The drawback is that you have to go through all the keys to find your element. Use like that :

di = DictRange()
di[ xrange(0,10) ] = "A"
di[ xrange(11,20) ] = "B"
di[ xrange(21,30) ] = "C"

print di[24]
# C
print di[6]
# A

See http://repl.it/WAJ

Update

Using bisect and assuming that you can spare some time during initialization to speed up access, you can do something like:

import bisect
class DictRange(dict):

    def __setitem__(self, key, val):
        super(DictRange,self).__setitem__(key, val)
        self.ks = [key[0] for key in self.keys()]

    def __getitem__(self, val):
        return super(DictRange,self).__getitem__(self.keys()[bisect.bisect(self.ks, val) - 1])

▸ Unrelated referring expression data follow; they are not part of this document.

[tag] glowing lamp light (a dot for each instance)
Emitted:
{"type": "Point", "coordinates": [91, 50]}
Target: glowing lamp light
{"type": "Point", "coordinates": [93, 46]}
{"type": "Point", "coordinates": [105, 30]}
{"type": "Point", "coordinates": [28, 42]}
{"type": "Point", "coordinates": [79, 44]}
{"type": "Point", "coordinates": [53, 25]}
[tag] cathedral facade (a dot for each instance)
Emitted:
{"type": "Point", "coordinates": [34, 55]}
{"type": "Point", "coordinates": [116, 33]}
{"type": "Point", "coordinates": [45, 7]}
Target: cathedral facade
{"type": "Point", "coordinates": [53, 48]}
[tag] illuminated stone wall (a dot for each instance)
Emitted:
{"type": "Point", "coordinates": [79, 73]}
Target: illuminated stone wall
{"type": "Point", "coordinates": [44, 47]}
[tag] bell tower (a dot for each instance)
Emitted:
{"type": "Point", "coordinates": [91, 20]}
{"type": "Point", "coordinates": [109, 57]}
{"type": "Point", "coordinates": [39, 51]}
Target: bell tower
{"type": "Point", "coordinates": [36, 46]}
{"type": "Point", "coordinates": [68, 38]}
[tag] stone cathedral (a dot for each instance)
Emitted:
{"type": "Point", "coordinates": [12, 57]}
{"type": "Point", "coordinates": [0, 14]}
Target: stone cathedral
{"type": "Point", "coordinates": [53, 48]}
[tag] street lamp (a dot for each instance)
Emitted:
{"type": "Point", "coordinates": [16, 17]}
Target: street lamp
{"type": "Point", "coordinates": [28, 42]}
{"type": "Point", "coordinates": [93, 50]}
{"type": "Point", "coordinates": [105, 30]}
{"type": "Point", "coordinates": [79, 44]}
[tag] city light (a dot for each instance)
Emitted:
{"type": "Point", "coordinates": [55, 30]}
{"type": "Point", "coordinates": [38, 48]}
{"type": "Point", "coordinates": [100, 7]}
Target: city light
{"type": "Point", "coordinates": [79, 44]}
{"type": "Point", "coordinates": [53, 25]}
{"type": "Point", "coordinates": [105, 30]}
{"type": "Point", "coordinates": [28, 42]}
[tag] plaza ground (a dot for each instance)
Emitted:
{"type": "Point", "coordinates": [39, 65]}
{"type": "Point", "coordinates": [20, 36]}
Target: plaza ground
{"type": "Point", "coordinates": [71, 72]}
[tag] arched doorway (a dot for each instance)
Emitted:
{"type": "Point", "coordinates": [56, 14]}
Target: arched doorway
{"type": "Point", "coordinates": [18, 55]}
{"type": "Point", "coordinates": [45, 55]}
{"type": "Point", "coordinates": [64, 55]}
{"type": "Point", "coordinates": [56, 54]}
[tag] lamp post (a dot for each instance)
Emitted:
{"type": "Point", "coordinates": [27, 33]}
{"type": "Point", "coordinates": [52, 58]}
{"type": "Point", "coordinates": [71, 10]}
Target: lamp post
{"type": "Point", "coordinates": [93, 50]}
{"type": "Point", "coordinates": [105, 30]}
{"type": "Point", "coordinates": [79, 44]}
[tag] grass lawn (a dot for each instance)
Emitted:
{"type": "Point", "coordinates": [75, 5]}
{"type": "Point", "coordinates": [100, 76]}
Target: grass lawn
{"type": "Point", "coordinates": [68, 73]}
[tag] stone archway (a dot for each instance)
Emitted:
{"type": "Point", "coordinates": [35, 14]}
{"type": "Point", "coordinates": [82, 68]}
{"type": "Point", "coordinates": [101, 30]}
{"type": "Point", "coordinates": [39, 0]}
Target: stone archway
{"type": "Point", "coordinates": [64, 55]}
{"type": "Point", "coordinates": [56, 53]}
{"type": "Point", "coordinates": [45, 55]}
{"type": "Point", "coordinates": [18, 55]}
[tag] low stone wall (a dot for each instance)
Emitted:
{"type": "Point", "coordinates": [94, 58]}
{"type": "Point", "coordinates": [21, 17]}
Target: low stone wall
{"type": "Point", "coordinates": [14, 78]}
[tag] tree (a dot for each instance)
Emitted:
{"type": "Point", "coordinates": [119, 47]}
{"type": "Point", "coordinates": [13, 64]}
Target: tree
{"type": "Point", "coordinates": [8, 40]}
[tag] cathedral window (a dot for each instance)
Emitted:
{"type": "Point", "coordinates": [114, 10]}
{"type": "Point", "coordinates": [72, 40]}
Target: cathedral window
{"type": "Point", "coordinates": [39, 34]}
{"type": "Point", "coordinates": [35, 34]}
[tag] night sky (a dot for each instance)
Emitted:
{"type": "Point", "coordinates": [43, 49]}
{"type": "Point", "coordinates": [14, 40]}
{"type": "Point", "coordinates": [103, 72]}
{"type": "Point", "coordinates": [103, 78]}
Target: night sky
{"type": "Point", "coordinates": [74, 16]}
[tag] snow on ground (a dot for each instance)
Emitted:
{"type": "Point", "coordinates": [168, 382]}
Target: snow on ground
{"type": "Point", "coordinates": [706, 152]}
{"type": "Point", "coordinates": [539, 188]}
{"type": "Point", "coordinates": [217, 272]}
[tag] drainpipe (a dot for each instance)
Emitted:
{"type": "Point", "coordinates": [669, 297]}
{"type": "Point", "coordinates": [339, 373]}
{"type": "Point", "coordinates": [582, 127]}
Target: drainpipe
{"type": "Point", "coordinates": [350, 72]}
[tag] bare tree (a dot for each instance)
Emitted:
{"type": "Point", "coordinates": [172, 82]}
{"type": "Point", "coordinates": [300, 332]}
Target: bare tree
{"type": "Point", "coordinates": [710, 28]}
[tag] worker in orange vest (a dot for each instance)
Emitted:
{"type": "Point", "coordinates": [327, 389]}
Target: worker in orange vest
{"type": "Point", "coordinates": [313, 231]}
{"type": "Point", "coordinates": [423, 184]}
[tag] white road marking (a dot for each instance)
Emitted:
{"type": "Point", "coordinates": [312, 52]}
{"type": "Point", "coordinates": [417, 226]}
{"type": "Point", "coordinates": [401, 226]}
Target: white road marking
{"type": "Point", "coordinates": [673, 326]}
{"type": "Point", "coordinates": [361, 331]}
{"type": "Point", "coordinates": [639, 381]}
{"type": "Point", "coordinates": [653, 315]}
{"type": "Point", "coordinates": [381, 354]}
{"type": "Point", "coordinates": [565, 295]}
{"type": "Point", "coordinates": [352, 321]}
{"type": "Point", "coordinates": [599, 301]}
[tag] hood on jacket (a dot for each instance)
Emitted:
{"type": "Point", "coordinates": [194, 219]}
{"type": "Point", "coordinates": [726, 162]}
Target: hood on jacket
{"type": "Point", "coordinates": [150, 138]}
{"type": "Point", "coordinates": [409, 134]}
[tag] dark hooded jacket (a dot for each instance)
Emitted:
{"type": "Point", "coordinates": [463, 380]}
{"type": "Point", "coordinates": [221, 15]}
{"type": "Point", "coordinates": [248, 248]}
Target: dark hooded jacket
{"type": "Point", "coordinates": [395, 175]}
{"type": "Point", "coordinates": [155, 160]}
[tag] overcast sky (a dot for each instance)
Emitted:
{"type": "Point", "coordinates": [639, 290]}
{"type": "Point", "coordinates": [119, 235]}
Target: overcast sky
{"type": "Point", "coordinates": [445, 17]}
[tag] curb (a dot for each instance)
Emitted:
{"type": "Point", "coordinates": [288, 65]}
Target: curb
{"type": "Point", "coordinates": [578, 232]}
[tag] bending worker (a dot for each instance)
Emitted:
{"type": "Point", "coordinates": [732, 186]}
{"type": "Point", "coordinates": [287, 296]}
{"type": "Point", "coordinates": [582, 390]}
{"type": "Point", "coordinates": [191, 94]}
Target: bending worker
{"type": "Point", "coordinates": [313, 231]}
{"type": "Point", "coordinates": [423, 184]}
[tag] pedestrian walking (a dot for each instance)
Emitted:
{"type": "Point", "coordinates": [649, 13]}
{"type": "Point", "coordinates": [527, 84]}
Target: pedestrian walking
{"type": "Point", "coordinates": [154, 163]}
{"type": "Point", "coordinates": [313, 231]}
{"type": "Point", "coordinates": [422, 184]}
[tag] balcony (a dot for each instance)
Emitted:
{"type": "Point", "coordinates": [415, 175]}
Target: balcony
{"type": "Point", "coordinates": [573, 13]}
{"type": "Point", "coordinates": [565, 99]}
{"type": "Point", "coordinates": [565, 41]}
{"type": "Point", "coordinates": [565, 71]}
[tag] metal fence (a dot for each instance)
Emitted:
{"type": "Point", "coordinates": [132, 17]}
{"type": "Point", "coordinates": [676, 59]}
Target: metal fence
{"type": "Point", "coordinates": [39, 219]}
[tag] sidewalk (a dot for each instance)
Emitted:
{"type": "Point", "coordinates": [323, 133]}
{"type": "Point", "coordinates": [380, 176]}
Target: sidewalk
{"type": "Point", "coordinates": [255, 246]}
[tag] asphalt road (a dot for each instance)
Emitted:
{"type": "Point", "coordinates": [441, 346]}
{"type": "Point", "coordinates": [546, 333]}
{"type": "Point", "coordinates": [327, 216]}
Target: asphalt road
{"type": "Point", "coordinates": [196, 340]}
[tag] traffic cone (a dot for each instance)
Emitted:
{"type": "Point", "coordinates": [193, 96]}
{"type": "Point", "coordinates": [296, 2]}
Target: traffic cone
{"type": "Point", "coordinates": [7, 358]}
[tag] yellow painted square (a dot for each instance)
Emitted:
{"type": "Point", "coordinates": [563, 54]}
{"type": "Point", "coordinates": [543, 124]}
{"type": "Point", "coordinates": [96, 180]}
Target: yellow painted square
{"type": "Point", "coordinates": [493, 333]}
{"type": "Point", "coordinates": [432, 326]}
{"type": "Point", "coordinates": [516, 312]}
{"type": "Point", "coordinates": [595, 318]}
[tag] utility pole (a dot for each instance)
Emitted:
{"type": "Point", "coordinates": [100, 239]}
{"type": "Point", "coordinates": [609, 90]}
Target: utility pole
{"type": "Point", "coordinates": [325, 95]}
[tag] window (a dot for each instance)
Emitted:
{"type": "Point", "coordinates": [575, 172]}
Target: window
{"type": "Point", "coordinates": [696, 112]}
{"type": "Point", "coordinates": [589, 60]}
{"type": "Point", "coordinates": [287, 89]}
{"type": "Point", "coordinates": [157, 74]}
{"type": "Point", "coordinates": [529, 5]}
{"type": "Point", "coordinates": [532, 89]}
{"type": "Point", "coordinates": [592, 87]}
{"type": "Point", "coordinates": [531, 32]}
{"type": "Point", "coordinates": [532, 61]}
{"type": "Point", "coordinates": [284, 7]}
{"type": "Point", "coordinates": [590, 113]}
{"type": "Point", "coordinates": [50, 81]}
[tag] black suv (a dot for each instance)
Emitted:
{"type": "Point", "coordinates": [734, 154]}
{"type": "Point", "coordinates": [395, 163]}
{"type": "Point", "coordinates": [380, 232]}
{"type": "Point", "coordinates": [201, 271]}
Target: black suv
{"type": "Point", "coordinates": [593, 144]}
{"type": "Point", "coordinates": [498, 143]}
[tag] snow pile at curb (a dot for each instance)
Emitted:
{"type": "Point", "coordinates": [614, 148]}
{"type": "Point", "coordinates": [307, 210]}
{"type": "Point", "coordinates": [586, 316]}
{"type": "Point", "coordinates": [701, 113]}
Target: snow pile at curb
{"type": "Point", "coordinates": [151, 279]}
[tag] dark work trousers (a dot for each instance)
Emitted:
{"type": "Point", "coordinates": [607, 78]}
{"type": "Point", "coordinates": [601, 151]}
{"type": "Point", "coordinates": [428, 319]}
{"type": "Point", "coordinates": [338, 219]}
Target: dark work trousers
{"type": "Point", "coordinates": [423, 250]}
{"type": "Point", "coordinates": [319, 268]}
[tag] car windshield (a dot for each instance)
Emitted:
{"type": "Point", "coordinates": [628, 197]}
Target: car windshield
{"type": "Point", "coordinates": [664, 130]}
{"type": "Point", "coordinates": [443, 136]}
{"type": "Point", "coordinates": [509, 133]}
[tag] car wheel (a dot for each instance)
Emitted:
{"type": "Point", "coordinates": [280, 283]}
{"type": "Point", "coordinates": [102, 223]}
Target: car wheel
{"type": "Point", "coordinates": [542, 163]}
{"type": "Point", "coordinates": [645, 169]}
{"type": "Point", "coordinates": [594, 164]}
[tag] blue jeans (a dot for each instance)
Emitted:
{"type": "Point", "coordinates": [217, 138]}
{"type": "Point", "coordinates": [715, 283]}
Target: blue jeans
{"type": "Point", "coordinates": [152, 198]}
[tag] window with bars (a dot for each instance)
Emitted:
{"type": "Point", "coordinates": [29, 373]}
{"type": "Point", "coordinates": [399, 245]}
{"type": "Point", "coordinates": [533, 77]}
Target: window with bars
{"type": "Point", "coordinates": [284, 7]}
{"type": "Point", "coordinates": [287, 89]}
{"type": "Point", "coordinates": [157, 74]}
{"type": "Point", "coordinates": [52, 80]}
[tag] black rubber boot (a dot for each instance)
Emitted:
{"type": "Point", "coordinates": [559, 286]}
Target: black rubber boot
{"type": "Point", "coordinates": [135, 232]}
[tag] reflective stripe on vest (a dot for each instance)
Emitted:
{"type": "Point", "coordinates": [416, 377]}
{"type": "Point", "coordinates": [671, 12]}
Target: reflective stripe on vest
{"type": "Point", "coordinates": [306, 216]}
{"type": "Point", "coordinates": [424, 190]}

the get will be O(logn) where n is the number of keys, but the set will become O(n). As for the next solution, it relies on the ranges being contiguous.

Other solution

An other solution, which could be faster, depending on your range sizes, would be to use as key the first item of the range, and a bisect to find the proper key:

import bisect
ranges = [0, 11, 21, 31]
di = {}
di[0] = 'A'
di[11] = 'B'
di[21] = 'C'
di[31] = 'unknown' # special value to indicate the end of the range

print di[ranges[bisect.bisect(ranges, 24) - 1]]
# C
print di[ranges[bisect.bisect(ranges, 6) - 1]]
# A
print di[ranges[bisect.bisect(ranges, 31) - 1]]
# Unknown

This will be much faster. bisect is O(logn) where n is the number of ranges, the rest is O(1)

Answer 2

di = dict.fromkeys(xrange(0, 10), 'A')
di.update(dict.fromkeys(xrange(10, 20), 'B'))
di.update(dict.fromkeys(xrange(20, 30), 'C'))
print(di)

yields

{0: 'A', 1: 'A', 2: 'A', 3: 'A', 4: 'A', 5: 'A', 6: 'A', 7: 'A', 8: 'A', 9: 'A', 10: 'B', 11: 'B', 12: 'B', 13: 'B', 14: 'B', 15: 'B', 16: 'B', 17: 'B', 18: 'B', 19: 'B', 20: 'C', 21: 'C', 22: 'C', 23: 'C', 24: 'C', 25: 'C', 26: 'C', 27: 'C', 28: 'C', 29: 'C'}

Note that xrange(N, M) generates ints starting at N and ending at M-1 (inclusive). So if you want to include 10, 20 in the keys, then the xranges should be xrange(10, 20) and xrange(20, 30).

Answer 3

You could use tuples instead of lists to solve the TypeError (which your code doesn't raise FWIW) but the lookup still wouldn't work. The simplest thing that could possibly work would be to populate you dict with every discrete key for a given value, ie:

map = (
   (0, 10, "A"),
   (11, 20, "B"),
   # etc
   )

d = {}
for start, stop, val in map:
   for k in xrange(start, stop):
       d[k] = val

Answer 4

If you don't want to populate a dictionary just use a function,

from __future__ import division
import string
def return_ltr(i):
    n = i//10 
    return string.ascii_uppercase[n]

Otherwise, if you want to populate a dictionary do the following. Your current code is generating xrange objects and using them as keys. However, that is not the same as using the numbers for keys. Try the following,

import string
d = {}
i = 0
for ltr in string.ascii_uppercase:
    for j in xrange(10):
        d[i] = ltr
        i += 1

If you only want a subset of the letters you can slice string.ascii_uppercase. For example using string.ascii_uppercase[0:3] will just give you A, B, and C.